Sepasang bola mataku menatap lurus ke arah jendela yang sedang terbuka,
tetapi pikiran ini jauh melayang. Aku terbiasa menikmati suasana sore menjelang
senja dengan duduk di atas kursi rodaku dan mendekatkannya pada jendela.
“Hey! Melamunkan siapa sih?” tiba-tiba Arni datang dan mengagetkanku. Gadis
berkulit kuning langsat dan berambut sebahu itu merupakan tetangga sekaligus
sahabatku sejak kecil.
“Tidak kok.” aku berdusta. Tentu saja yang sesungguhnya aku sedang
memikirkan Mas Wiraditya, seorang calon dokter hewan yang baru beberapa minggu
lalu Arni perkenalkan padaku. Arni mengenalnya karena mereka tergabung dalam
salah satu komunitas di Surabaya. Komunitas pecinta musik jazz yang awalnya
terbentuk dari social media. Mereka sama-sama berasal dari kota santri ini,
Pasuruan. Itu sebabnya mereka akrab, walau tujuan mereka ke kota pahlawan itu
berbeda. Arni bekerja, sedang Mas Wiraditya kuliah.
Ingatanku kembali melayang pada sore itu. arni tiba-tiba datang bersamanya.
Katanya, pria itu mengagumi cerpen-cerpen yang aku tulis dengan tangan dan
kuberikan pada sahabatku sebagai hadiah ulang tahunnya yang ke dua puluh. Buku berisi
kumpulan cerpen yang dibawa Arni tertinggal di sebuah meja cafe. Mas Wiraditya yang
bertugas membayar pesanan ke kasir harus pulang paling akhir. Dia kemudian
menemukan buku itu tergeletak. Dia membawa pulang ke kost dan semalaman
mengagumi karya itu. Setelah perkenalan itu Mas Wiraditya mengenalkanku pada
pamannya, pemilik sebuah penerbitan indie. Kumpulan cerpenku akhirnya
dibukukan.
Meski hanya lulusan SMA, Arni punya hobi membaca.
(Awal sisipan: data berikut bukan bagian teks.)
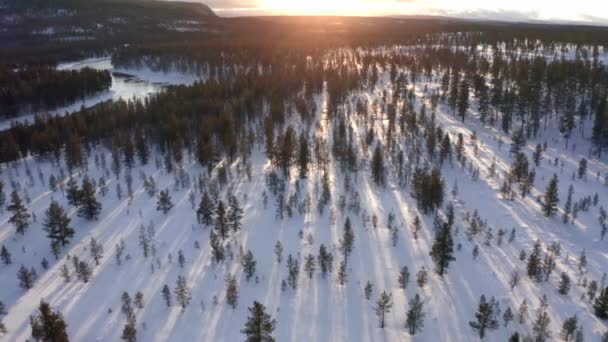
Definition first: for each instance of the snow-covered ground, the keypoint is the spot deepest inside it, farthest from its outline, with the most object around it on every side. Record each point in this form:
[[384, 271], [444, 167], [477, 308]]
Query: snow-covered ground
[[127, 84], [320, 309]]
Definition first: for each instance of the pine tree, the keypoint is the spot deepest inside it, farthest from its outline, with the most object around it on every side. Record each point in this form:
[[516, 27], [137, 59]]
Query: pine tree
[[249, 264], [260, 325], [96, 250], [182, 292], [582, 168], [129, 332], [342, 273], [278, 251], [325, 260], [368, 289], [166, 292], [600, 305], [89, 208], [221, 223], [5, 256], [377, 166], [485, 317], [541, 324], [568, 205], [404, 277], [26, 277], [48, 325], [164, 203], [141, 147], [551, 198], [383, 306], [232, 291], [205, 210], [57, 227], [310, 265], [538, 154], [534, 263], [463, 99], [522, 312], [73, 193], [442, 250], [216, 246], [508, 316], [303, 155], [416, 227], [518, 142], [564, 284], [235, 214], [569, 328], [414, 320], [20, 218], [348, 239]]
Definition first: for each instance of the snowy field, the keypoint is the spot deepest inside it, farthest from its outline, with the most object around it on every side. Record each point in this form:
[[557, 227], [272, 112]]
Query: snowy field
[[319, 309]]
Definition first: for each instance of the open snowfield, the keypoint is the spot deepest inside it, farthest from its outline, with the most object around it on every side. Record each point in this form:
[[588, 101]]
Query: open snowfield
[[319, 309]]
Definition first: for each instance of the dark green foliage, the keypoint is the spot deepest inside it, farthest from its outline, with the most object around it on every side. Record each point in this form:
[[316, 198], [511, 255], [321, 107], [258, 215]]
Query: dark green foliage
[[260, 325], [48, 325]]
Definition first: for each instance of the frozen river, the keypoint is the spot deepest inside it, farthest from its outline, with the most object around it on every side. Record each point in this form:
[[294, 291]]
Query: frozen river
[[126, 84]]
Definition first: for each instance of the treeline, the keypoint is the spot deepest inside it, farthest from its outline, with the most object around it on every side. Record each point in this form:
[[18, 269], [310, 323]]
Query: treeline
[[41, 88]]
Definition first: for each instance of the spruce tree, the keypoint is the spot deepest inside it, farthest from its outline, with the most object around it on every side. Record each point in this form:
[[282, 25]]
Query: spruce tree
[[166, 292], [600, 306], [348, 238], [377, 166], [20, 218], [89, 208], [235, 214], [232, 291], [442, 251], [569, 328], [260, 325], [221, 222], [48, 325], [383, 306], [414, 320], [5, 256], [26, 277], [551, 198], [541, 324], [249, 264], [182, 292], [205, 210], [164, 203], [485, 318], [57, 227], [404, 277]]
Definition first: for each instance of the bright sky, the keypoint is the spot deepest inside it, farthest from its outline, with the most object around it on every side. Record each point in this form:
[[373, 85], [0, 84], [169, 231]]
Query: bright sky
[[591, 11]]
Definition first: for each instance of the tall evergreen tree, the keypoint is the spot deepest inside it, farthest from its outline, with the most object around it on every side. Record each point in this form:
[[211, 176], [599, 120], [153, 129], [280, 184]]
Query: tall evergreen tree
[[232, 291], [442, 251], [551, 198], [260, 325], [377, 166], [485, 318], [164, 203], [89, 208], [205, 210], [414, 320], [48, 325], [235, 214], [20, 218], [57, 227], [383, 306]]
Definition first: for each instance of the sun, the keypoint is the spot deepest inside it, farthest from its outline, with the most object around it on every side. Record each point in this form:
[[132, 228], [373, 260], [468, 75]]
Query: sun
[[320, 7]]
Sehingga mereka selalu
punya topik untuk dibicarakan kala bertemu, dan aku selalu merasa tersisih
dengan sendirinya ketika kami bertiga sedang bersama.
Jelas saja aku mengagumi pria tinggi dan gagah itu. Dia baik, cerdas dan
keren. Dia bahkan tak hanya bersuara bagus, tapi pintar menciptakan lagu
romantis.
“Pasti melamunkan Mas Wiraditya, kan?”
“Yee, enak saja! Memangnya kamu?” lagi-lagi aku berusaha menjodohkan
mereka.
“Jiah! Lagi-lagi. Kenapa sih kamu selalu berusaha menjodohkanku dengannya?”
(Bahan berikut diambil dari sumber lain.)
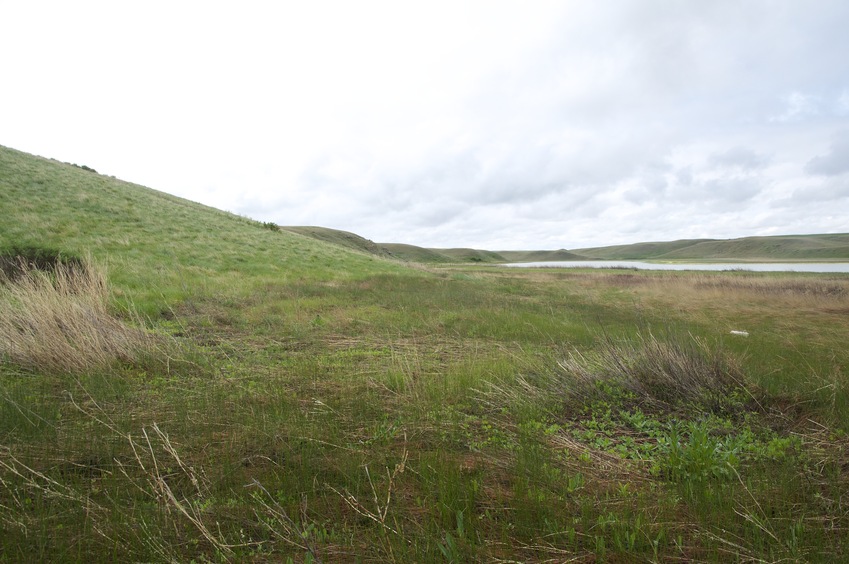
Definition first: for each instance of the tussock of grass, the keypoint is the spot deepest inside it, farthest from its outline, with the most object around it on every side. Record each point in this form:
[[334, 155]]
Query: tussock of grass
[[58, 320], [671, 373]]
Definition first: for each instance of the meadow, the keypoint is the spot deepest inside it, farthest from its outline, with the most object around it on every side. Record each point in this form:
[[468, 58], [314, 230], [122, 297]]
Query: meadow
[[183, 384]]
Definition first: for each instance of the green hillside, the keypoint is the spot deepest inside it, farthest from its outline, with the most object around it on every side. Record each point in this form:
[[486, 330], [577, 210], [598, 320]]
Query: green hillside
[[774, 248], [470, 255], [341, 238], [159, 248], [181, 384], [540, 256], [637, 251]]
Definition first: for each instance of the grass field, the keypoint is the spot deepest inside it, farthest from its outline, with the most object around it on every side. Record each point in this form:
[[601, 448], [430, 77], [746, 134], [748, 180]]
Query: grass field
[[279, 398]]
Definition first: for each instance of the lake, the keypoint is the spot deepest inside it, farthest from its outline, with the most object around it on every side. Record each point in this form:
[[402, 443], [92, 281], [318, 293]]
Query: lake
[[750, 266]]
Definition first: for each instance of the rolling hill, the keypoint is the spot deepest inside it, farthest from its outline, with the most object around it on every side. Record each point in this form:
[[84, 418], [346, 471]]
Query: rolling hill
[[781, 247]]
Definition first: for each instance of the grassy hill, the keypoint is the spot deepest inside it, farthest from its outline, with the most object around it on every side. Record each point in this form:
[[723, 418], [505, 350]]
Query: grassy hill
[[159, 248], [540, 256], [183, 384], [776, 248], [341, 238]]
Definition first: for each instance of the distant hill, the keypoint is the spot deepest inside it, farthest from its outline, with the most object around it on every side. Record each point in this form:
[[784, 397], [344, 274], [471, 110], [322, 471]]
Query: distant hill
[[341, 238], [780, 247], [159, 248], [540, 256]]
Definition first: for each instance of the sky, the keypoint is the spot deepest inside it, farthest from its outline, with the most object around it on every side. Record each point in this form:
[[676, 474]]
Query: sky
[[488, 124]]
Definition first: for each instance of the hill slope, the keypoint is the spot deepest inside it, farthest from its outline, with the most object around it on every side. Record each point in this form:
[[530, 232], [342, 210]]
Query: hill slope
[[341, 238], [158, 247], [781, 247]]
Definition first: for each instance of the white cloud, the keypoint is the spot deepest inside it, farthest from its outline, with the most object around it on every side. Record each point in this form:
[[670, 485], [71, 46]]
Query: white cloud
[[493, 124]]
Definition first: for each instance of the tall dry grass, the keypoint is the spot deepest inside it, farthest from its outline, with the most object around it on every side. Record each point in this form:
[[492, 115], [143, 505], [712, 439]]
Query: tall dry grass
[[57, 319]]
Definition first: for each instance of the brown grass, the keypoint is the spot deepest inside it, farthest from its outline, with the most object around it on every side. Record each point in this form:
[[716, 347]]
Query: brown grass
[[58, 320]]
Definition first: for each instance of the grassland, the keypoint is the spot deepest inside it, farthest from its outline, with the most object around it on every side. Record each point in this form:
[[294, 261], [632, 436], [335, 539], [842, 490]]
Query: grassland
[[776, 248], [292, 400], [829, 247]]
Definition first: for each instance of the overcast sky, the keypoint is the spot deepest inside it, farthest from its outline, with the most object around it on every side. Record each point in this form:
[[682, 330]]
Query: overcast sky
[[492, 124]]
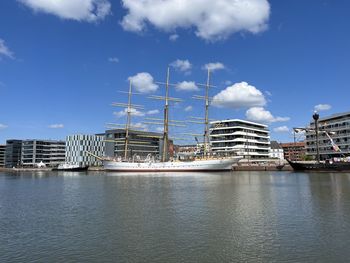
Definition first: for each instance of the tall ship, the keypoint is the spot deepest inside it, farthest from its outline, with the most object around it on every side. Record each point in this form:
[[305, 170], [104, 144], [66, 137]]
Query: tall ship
[[336, 164], [200, 162]]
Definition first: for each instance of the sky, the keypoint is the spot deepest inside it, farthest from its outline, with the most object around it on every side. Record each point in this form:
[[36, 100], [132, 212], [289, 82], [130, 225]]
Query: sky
[[63, 63]]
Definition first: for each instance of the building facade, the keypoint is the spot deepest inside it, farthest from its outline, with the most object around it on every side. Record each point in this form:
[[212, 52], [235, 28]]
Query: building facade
[[79, 146], [294, 151], [338, 128], [141, 143], [2, 155], [13, 153], [276, 151], [250, 139], [49, 152]]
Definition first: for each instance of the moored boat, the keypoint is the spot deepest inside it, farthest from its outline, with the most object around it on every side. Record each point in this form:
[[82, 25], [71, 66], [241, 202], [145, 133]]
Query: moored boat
[[206, 162], [70, 167]]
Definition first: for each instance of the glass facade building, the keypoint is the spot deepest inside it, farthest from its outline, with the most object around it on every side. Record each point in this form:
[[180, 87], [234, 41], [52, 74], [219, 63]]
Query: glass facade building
[[49, 152], [250, 139], [338, 128], [79, 146]]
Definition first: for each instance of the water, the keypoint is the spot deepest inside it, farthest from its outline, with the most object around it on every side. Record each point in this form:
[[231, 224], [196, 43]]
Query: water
[[221, 217]]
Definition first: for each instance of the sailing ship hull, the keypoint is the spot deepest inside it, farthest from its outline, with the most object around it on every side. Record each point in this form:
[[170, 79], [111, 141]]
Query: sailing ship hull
[[198, 165], [320, 167]]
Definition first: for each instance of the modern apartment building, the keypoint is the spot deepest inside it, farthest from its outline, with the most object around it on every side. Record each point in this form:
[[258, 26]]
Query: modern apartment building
[[338, 128], [294, 151], [2, 155], [49, 152], [250, 139], [79, 146], [276, 151], [13, 153], [141, 143]]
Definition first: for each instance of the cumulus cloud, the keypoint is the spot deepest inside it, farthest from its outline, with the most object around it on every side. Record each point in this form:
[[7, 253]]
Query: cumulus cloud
[[79, 10], [259, 114], [3, 126], [213, 66], [5, 51], [189, 108], [281, 129], [173, 37], [212, 20], [139, 125], [239, 95], [113, 60], [152, 112], [186, 86], [56, 126], [322, 107], [143, 82], [134, 112], [182, 65]]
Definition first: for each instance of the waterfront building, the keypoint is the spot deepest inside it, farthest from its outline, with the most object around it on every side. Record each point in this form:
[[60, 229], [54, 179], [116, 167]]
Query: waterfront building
[[79, 146], [48, 152], [141, 143], [276, 151], [294, 151], [2, 155], [338, 128], [13, 153], [250, 139]]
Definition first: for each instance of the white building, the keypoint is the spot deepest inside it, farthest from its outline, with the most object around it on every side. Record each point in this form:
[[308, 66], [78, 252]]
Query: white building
[[78, 146], [48, 152], [276, 151], [338, 128], [250, 139]]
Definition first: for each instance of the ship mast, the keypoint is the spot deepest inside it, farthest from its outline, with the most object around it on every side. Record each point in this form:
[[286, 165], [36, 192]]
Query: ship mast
[[128, 120], [166, 119], [206, 121]]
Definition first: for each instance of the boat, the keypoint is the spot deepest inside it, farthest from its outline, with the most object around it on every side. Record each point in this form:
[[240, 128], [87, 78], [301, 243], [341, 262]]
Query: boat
[[206, 162], [70, 167], [330, 165]]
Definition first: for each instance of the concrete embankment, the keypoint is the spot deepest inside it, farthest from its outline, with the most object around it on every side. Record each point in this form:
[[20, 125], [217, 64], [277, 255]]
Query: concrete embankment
[[261, 168]]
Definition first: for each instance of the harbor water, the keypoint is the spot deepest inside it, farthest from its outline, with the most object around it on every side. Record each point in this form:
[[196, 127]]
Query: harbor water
[[174, 217]]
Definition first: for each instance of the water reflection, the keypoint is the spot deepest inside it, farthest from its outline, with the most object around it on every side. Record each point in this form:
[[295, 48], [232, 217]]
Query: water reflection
[[175, 217]]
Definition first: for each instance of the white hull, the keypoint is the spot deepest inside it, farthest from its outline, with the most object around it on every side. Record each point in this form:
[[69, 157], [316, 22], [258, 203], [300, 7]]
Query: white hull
[[223, 164]]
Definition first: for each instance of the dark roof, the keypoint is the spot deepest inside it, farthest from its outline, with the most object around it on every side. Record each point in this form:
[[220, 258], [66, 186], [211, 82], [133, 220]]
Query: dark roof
[[275, 145]]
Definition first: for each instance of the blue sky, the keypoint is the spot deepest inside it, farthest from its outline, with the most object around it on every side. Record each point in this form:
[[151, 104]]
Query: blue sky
[[272, 61]]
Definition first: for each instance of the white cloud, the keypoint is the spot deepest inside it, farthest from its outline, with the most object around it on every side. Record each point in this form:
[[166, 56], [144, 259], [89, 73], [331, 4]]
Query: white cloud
[[139, 125], [239, 95], [281, 129], [212, 20], [134, 112], [3, 126], [182, 65], [56, 126], [143, 82], [259, 114], [173, 37], [189, 108], [5, 51], [152, 112], [113, 60], [214, 66], [186, 86], [322, 107], [80, 10]]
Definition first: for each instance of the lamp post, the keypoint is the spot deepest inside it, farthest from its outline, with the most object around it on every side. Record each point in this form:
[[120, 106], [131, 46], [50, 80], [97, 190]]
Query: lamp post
[[316, 116]]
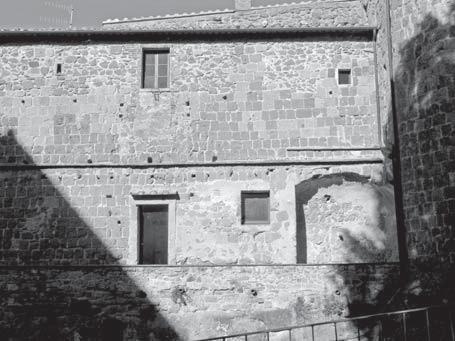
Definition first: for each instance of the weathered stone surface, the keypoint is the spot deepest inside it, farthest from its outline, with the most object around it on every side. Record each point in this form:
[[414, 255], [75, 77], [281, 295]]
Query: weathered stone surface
[[215, 300], [228, 101], [89, 216]]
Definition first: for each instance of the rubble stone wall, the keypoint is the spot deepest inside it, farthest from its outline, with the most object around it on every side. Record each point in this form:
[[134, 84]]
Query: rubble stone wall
[[89, 216], [183, 303], [424, 77], [227, 101]]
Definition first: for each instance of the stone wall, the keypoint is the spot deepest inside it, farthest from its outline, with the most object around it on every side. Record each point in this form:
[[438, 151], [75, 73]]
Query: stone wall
[[184, 303], [89, 216], [227, 101], [81, 149], [423, 50]]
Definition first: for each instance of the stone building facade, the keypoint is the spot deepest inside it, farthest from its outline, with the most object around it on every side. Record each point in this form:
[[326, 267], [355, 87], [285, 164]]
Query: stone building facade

Tentu saja karena aku berpikir kau lebih pantas bersanding dengannya, ketimbang
diriku. Aku hanyalah gadis yang tak sempurna karena mengalami Cerebral Palsy.
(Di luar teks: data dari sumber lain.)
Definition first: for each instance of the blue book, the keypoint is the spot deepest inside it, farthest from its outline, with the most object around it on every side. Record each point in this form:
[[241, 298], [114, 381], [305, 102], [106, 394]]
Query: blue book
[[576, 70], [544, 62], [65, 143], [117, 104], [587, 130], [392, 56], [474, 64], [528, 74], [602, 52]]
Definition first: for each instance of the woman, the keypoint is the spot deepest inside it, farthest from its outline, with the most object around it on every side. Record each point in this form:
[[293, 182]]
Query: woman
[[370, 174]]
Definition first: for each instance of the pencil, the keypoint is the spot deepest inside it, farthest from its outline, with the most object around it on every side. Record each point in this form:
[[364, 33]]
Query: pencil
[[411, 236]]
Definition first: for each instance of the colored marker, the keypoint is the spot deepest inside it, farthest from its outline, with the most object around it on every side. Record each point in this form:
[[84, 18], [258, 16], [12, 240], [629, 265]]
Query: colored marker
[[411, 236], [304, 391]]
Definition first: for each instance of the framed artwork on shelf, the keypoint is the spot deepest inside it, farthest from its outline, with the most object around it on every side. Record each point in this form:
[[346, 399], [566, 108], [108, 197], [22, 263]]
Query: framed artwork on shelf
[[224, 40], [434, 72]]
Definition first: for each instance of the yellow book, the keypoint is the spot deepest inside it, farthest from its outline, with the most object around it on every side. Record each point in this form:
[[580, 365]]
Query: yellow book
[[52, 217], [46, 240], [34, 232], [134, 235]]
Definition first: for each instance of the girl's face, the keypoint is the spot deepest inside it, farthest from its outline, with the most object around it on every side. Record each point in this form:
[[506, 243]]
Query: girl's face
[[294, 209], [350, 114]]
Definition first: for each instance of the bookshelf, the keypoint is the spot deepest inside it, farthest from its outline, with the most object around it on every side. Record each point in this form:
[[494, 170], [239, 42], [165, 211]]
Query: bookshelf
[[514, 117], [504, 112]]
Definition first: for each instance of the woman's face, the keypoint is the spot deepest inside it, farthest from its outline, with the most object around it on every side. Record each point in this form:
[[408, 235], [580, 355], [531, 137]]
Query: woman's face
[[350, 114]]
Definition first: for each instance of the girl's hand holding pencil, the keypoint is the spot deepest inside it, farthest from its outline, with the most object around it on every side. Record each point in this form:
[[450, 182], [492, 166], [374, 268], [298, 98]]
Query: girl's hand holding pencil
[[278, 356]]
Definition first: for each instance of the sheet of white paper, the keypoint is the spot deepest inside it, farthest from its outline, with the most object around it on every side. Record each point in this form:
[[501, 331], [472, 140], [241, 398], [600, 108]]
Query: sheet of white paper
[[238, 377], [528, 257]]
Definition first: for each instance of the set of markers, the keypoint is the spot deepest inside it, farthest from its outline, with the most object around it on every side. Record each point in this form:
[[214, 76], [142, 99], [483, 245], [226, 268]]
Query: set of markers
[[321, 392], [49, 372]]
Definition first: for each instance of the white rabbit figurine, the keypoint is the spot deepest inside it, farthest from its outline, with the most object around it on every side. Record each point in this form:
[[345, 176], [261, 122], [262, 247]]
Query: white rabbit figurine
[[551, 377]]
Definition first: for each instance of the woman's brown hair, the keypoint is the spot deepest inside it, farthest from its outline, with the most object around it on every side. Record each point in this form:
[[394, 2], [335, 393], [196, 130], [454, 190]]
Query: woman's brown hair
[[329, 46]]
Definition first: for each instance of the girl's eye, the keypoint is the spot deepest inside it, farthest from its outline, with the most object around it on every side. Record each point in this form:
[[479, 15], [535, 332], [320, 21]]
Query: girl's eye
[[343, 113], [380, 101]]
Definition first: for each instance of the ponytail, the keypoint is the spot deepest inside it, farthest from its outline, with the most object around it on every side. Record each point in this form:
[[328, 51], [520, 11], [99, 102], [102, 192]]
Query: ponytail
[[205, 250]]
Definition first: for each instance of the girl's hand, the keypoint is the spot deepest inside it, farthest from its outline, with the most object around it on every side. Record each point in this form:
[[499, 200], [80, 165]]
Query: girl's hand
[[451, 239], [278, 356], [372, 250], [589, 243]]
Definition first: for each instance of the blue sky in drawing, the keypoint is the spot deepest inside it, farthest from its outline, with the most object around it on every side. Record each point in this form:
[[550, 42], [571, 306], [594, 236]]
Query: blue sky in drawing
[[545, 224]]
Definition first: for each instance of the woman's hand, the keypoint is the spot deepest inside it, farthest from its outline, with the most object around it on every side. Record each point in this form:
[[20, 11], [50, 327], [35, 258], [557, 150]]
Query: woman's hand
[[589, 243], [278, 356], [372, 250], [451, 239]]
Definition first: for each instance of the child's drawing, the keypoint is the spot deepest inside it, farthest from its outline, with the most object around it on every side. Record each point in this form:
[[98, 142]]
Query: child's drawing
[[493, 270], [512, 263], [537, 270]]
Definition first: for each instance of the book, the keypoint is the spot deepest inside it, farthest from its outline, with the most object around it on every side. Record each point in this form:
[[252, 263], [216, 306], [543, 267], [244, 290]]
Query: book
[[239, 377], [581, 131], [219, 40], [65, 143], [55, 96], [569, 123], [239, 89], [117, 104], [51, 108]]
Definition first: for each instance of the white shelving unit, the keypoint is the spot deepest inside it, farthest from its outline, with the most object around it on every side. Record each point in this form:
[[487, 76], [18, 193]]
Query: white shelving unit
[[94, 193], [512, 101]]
“Karena kalian terlihat sangat cocok. Punya hobi yang sama, dan nyambung
membicarakan banyak hal.”
“Hahaha! Alasan yang konyol. Terlalu klise.”
“Tapi itu kenyataan. Saat jalan bertiga kalian selalu membicarakan bahkan
memperdebatkan hal-hal yang tak kumengerti.”
“Kemudian kamu memilih memisah dari kami dan pura-pura sibuk sendiri? Kamu
tahu, di saat seperti itu dia selalu curi-curi kesempatan untuk memandangimu?”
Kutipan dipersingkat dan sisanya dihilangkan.